Edukasi Fitrah Seksualitas Day 13: Ajari Gender Pada Anak dengan Pakaian – Hari ini menerima ajakan berbuka puasa di salah satu resto di Surabaya. Saya otomatis keluar bersama dengan  si balita aktif. Karena tanpa dia, rasanya perjalanan saya keluar rumah akan selalu diserang khawatir, kangen dan juga was-was.

Nah, saat tiba di lokasi, Salfa langsung bermain ke arena playground yang disediakan oleh pihak resto. Namun, saat pertama kali bermain, Salfa melihat ada anak yang berpakaian sedikit berbeda. Anak perempuan tetapi memakai kaos super hero. Sekilas saya lihat itu gambar manusian laba-laba. Salfa pun mendekat ke saya dan berbisik:

“Bunda, Salfa juga mau beli baju itu. Spider Maaaaannn…!” (sambil bergaya a la Spider Man tatkala beraksi)

Saya pun untung berhati-hati dalam berkata sebab apa yang saya ucapkan bisa jadi boomerang di kemudian hari oleh Salfa. Lalu saya pun mengatakan ini pada Salfa:

“Salfa masih mau main nggak? Kalau udah capek, kita pulang.”
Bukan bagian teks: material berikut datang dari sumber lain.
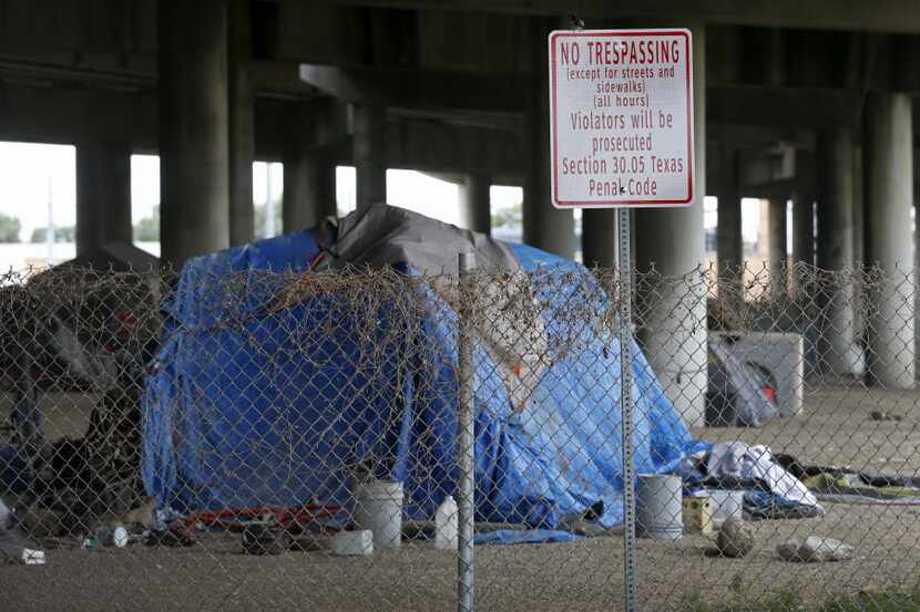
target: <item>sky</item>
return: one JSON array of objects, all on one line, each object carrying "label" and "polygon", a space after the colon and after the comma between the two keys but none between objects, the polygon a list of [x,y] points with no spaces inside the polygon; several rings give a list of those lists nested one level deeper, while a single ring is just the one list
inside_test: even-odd
[{"label": "sky", "polygon": [[[43,145],[0,142],[0,212],[19,217],[22,224],[20,239],[28,241],[32,230],[49,221],[49,203],[54,225],[69,226],[75,219],[75,148],[71,145]],[[267,170],[267,176],[266,176]],[[264,205],[266,193],[273,198],[284,189],[282,164],[253,165],[253,199]],[[160,164],[155,155],[131,157],[132,219],[152,214],[160,201]],[[336,198],[339,214],[355,206],[355,169],[336,169]],[[493,186],[492,208],[519,206],[522,190],[515,186]],[[390,204],[435,217],[449,224],[459,224],[460,203],[457,185],[415,170],[387,170],[387,199]],[[746,241],[757,239],[760,200],[742,201],[743,234]],[[577,211],[576,211],[577,212]],[[576,215],[579,216],[579,215]],[[713,197],[705,201],[704,222],[714,228],[717,204]],[[282,228],[275,228],[279,232]]]}]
Seketika Salfa kehilangan fokus. Tidak lagi membahas soal baju kaos anak yang ikut bermain di playground. Namun, saat naik ke mobil menuju rumah, Salfa ingat lagi. Otomatis saya harus cari cara lagi untuk menjelaskan agar Salfa paham. Lalu saya pun mengatakan seperti ini:

“Salfa,  nanti sampai rumah Bunda beritahu ya.”

***

“Salfa, Bunda tidak mau belikan Salfa baju Spider Man karena Salfa itu perempuan, bukan laki-laki. Salfa tahu kan kalau perempuan itu harusnya pakai rok, baju panjang, jilbab dan hiasan yang memperlihatkan bahwa dia perempuan. Meskipun tadi Salfa lihat ada anak perempuan yang pakai baju Spider Man, itu artinya si kakak tadi belum paham kalau harus pakai baju yang seperti apa.”

“Tapi kan Salfa suka, Bunda.”

“Pilih mana, Salfa pakai baju Spider Man atau baju-bajunya Salfa yang di lemari dikasihkan semua ke orang lain karena Salfa tidak mau pakai?”

Salfa lalu diam dan memeluk saya. “Salfa cuma suka bukan mau beli.”

“Tadi lho Salfa bilang beli waktu di restoran.”

“Salfa cuma bercanda, Bunda.”

***

Saya pun seketika lega karena soal baju ini selesai meski menyisakan hal baru. Salfa pintar memutar kalimat sehingga tidak ingin disalahkan. Besok harus diberitahu lagi. Pastinya saat ini pelan-pelan Salfa tahu bagaimana seharusnya anak perempuan berpakaian.